Overbey should have informed Spears and Hacker of his affiliation with the bank. The Kentucky Supreme Court Commentary to Rule 1.7(b) provides guidance in applying this provision:
A possible conflict does not itself preclude the representation. The critical questions are the likelihood that a conflict will eventuate and, if it does, whether it will materially interfere with the lawyer’s independent professional judgment in considering alternatives or foreclose courses of action that reasonably should be pursued on behalf of the client. Consideration should be given to whether the client wishes to accommodate the other interest involved.

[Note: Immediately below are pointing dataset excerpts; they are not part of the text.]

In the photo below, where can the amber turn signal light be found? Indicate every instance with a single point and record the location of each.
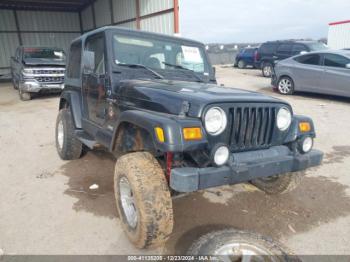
(304, 127)
(192, 133)
(160, 134)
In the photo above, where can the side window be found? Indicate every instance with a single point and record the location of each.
(74, 60)
(284, 49)
(268, 48)
(96, 45)
(309, 59)
(336, 60)
(298, 48)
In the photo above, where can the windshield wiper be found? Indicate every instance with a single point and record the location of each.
(144, 67)
(184, 68)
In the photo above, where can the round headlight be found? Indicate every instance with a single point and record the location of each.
(221, 155)
(215, 121)
(284, 119)
(306, 144)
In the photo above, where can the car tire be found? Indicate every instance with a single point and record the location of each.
(67, 144)
(279, 184)
(266, 69)
(24, 96)
(143, 200)
(239, 243)
(285, 85)
(241, 64)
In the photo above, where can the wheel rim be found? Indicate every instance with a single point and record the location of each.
(285, 86)
(241, 251)
(60, 134)
(267, 70)
(128, 202)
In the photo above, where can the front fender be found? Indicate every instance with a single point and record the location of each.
(172, 126)
(294, 131)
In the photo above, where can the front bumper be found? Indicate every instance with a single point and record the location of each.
(244, 167)
(34, 86)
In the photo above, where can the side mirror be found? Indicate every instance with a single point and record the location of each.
(88, 62)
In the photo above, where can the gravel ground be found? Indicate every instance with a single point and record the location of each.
(47, 207)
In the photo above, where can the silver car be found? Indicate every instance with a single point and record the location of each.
(326, 72)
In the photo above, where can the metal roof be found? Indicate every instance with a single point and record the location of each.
(47, 5)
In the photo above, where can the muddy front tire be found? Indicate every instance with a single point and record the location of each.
(143, 200)
(278, 184)
(67, 145)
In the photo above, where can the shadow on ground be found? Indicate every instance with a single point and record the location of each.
(316, 201)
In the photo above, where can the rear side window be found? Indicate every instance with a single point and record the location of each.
(313, 59)
(336, 60)
(268, 48)
(74, 60)
(284, 49)
(298, 48)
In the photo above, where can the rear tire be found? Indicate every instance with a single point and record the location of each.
(239, 244)
(241, 64)
(24, 96)
(143, 200)
(285, 86)
(67, 145)
(279, 184)
(266, 69)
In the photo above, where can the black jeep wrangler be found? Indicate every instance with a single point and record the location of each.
(153, 102)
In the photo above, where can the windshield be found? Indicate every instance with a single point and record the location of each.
(159, 54)
(318, 46)
(46, 53)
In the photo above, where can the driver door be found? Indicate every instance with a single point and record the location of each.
(94, 82)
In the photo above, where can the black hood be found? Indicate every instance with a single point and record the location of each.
(43, 61)
(168, 96)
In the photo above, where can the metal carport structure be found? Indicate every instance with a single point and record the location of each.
(57, 22)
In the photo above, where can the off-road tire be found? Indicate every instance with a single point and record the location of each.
(288, 81)
(72, 147)
(241, 64)
(152, 199)
(264, 71)
(209, 243)
(278, 184)
(24, 96)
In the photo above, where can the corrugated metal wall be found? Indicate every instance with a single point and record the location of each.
(339, 36)
(154, 16)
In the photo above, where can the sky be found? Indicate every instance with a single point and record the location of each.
(255, 21)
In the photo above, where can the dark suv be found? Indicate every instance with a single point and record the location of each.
(152, 101)
(270, 52)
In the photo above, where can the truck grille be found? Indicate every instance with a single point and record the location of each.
(251, 127)
(49, 79)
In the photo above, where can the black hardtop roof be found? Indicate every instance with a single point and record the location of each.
(133, 32)
(291, 41)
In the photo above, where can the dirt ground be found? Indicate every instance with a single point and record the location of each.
(46, 206)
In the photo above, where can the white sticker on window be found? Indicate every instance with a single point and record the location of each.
(191, 54)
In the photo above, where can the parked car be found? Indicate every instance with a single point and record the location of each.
(270, 52)
(246, 57)
(37, 69)
(317, 72)
(152, 101)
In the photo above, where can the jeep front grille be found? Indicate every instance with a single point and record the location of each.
(251, 127)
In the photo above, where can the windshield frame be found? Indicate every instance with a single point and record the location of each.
(40, 49)
(207, 76)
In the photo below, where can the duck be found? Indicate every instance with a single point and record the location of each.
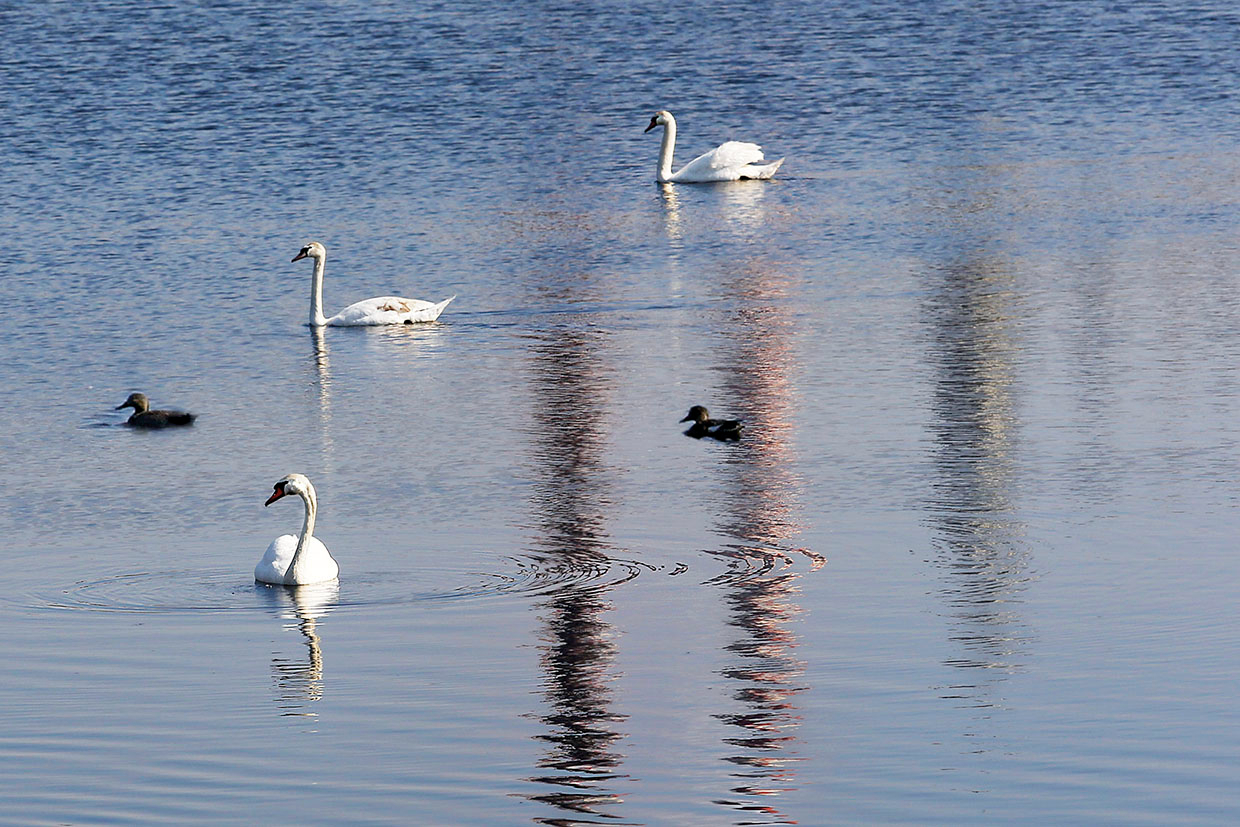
(729, 161)
(722, 429)
(296, 559)
(381, 310)
(144, 417)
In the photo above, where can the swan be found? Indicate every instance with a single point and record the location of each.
(301, 559)
(144, 417)
(722, 429)
(728, 161)
(381, 310)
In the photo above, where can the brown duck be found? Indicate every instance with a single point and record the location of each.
(144, 417)
(723, 429)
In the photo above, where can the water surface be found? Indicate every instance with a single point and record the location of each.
(971, 563)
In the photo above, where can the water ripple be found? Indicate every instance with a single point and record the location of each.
(185, 590)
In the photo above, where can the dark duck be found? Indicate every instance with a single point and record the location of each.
(144, 417)
(722, 429)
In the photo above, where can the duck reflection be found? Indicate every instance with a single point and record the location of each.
(569, 382)
(760, 520)
(982, 551)
(299, 682)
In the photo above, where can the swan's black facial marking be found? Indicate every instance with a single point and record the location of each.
(277, 492)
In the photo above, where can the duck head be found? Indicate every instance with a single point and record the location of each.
(697, 413)
(137, 401)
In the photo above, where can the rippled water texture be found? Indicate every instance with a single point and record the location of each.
(972, 562)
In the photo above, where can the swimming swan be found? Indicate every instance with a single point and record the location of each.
(301, 559)
(729, 161)
(381, 310)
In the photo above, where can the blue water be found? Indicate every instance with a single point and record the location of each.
(971, 563)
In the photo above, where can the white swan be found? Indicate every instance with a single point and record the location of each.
(381, 310)
(729, 161)
(301, 559)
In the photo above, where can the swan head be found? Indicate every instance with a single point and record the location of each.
(660, 118)
(697, 413)
(292, 484)
(314, 249)
(137, 401)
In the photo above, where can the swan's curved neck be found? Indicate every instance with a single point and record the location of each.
(665, 151)
(316, 318)
(290, 574)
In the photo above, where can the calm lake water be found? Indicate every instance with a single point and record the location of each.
(974, 561)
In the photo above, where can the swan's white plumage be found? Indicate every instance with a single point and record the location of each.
(275, 562)
(380, 310)
(296, 559)
(730, 161)
(388, 310)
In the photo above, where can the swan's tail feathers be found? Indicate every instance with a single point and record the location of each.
(433, 311)
(763, 170)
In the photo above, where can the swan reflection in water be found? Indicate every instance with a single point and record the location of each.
(298, 682)
(571, 506)
(982, 551)
(760, 518)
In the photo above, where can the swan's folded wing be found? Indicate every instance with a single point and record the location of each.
(388, 310)
(735, 153)
(723, 163)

At the time that Overbey prepared the note and the mortgage for Spears and Hacker for the purchase of the Pacer Inn, he knew that these documents would be assigned to the bank. While Spears and Hacker negotiated the terms of the transaction on their own, there was always a chance that some issue regarding the deal would arise after those negotiations were completed and before the closing. If such an issue had presented itself, Overbey’s personal interest in maintaining his long-term representation of the bank may have limited his representation of Spears’s and Hacker’s interests. The closing also presented opportunities for conflict between the two parties. In fact, there was a brief dispute between Hacker and the bank’s representative regarding the operating capital, which delayed the closing by several hours. J.A. at 400-01 (Overbey Dep.). Thus, while the majority may be correct that Overbey adequately performed the tasks for which he was hired by Spears and Hacker, there was nonetheless a potential for a conflict such that he should have notified his clients of his relationship with the bank.
There are disputed issues of material fact related to the conflict-of-interest claim, such as whether Overbey did in fact inform Spears and Hacker of his representation of the bank. I would accordingly reverse the district court’s grant of summary judgment in favor of Overbey and remand for further proceedings.